PRESS Rel: It’s time for Enhanced Cooperation to save both Refugees and Schengen!

Brussels, 15th September 2015

We strongly condemn the lack of results of yesterdays’ Justice and Home Affairs Ministers meeting in Brussels where, once again, representatives from EU Member States demonstrated their incapacity to take collective action in times of crisis.

It was April 19th when more than 800 refugees died in the Mediterranean. One month later, on May 27, the Commission proposed the compulsory relocation of 40.000 refugees, which Member states refused on July 20, accepting only to relocate 32.256 through a non-compulsory mechanism, which never delivered. Five months after the death of those 800 refugees, our “leaders” finally accepted a softened version of the proposal made by the Commission several months ago. In the meantime, hundreds more children, women and men have died trying to reach Europe.


“The current crisis is showing dramatically once again that the present structure of the European Union is not able to tackle today’s challenges in an effective and timely manner. This was the case for the Eurozone debt crisis and is now the case for the refugees crisis. The problem remains the selfishness and short-sightedness of the governments of some EU member states and the principle of consensus, which is required for decisions to be made in too many policy areas argued Pietro De Matteis, President of the European Federalist Party. We must move towards a federal-core of European countries in which those who want to act collectively are able to decide in a much quicker way through majority voting in any policy area” he continued.

The EU is a project based on solidarity and on the sharing of key principles of respect of human rights and democracy. Blocking collective decisions and adopting unilateral measures from a short-term and short-sighted national perspective is endangering the long-term right of all European citizens to free movement by questioning the Schengen Treaty. It is also denying basic human rights to asylum seekers, who in some countries are welcomed with a smile, while in others with razor-fences.

“If a handful of countries (i.e. Hungary, Poland, Slovakia and Slovenia) continue to block the EU from taking the necessary steps to end the current refugee emergency and continue to disregard those principles that are at the heart of the European project we must consider the development of an Enhanced Cooperation scheme among those willing to take on their responsibilities. Also, we may need to consider measures to support the countries taking part in the Enhanced Cooperation through more EU structural funds and by ensuring that the freedom of movement of their citizens is preserved and reinforced. Solidarity cannot be a one way street” pointed out Pietro De Matteis.

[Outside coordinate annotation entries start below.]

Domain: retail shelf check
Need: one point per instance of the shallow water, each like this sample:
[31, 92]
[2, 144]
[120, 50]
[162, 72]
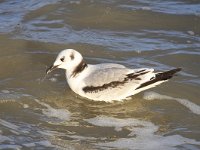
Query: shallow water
[47, 114]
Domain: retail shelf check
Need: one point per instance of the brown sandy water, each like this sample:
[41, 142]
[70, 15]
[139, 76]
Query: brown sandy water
[140, 33]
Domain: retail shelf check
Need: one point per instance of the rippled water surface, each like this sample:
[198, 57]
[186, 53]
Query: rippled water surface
[36, 114]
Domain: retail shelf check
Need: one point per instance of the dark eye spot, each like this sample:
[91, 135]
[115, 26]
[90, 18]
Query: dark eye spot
[72, 56]
[62, 59]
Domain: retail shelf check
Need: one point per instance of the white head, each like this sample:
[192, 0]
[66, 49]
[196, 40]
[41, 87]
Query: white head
[70, 60]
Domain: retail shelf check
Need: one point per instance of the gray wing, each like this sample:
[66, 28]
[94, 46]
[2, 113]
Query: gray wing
[107, 73]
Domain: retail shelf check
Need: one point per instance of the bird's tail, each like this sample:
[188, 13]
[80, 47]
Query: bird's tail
[166, 75]
[159, 78]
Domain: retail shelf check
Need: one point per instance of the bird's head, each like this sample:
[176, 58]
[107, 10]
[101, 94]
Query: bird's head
[67, 59]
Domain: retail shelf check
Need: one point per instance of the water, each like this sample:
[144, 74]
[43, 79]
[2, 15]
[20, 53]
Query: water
[36, 114]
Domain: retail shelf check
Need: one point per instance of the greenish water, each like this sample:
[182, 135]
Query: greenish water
[37, 114]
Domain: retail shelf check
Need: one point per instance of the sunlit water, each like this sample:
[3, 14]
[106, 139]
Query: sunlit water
[46, 114]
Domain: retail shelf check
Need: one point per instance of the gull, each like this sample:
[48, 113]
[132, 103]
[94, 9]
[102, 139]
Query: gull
[106, 81]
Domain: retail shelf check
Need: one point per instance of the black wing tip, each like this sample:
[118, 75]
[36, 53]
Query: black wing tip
[177, 69]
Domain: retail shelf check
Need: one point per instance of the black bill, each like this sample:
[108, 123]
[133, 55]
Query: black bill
[51, 68]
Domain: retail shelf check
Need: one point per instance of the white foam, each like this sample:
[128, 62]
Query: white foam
[53, 79]
[13, 128]
[191, 106]
[61, 114]
[44, 143]
[4, 138]
[142, 135]
[6, 146]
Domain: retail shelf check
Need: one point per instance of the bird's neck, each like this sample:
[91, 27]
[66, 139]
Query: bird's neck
[78, 69]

More in detail, with regard to the current refugees crisis, we ask that the following measures be put in place:

  • Direct management by the EU of reception centres in border countries for the initial registration of asylum seekers and their relocation to other countries by secure and humane means;
  • An emergency relocation mechanism for asylum seekers and a permanent, compulsory relocation scheme;
  • European funds to be allocated to countries welcoming refugees and development of policies supporting the refugees’ positive integration into European society;
  • A common European asylum policy and a new approach to managing legal migration;
  • Better management of external borders: reinforcement of Frontex and creation of a European coastguard and border guard system;
  • Reinforcement of European intelligence cooperation and a new, operational mandate for Europol;
  • Tackling the root causes that are pushing refugees to leave their homes by promoting development and security in their countries of origin.


Many of the proposals listed above are included in the initiative which the European Federalist Party is strongly supporting in partnership with organisations across Europe.



About the European Federalist Party

The European Federalist Party (EFP) is the only, truly pan-European political party campaigning for a more democratic and federal Europe. The EFP was founded in 2011 by citizens from all over Europe and has since developed into a cross-border movement that ran for the last European Parliament elections in six countries defending the same pan-European programme voted by its members at the 2013 EFP Federal Convention. The EFP contributed to the introduction of several pieces of European legislation including the European Citizens’ Initiative and the EU roaming regulation.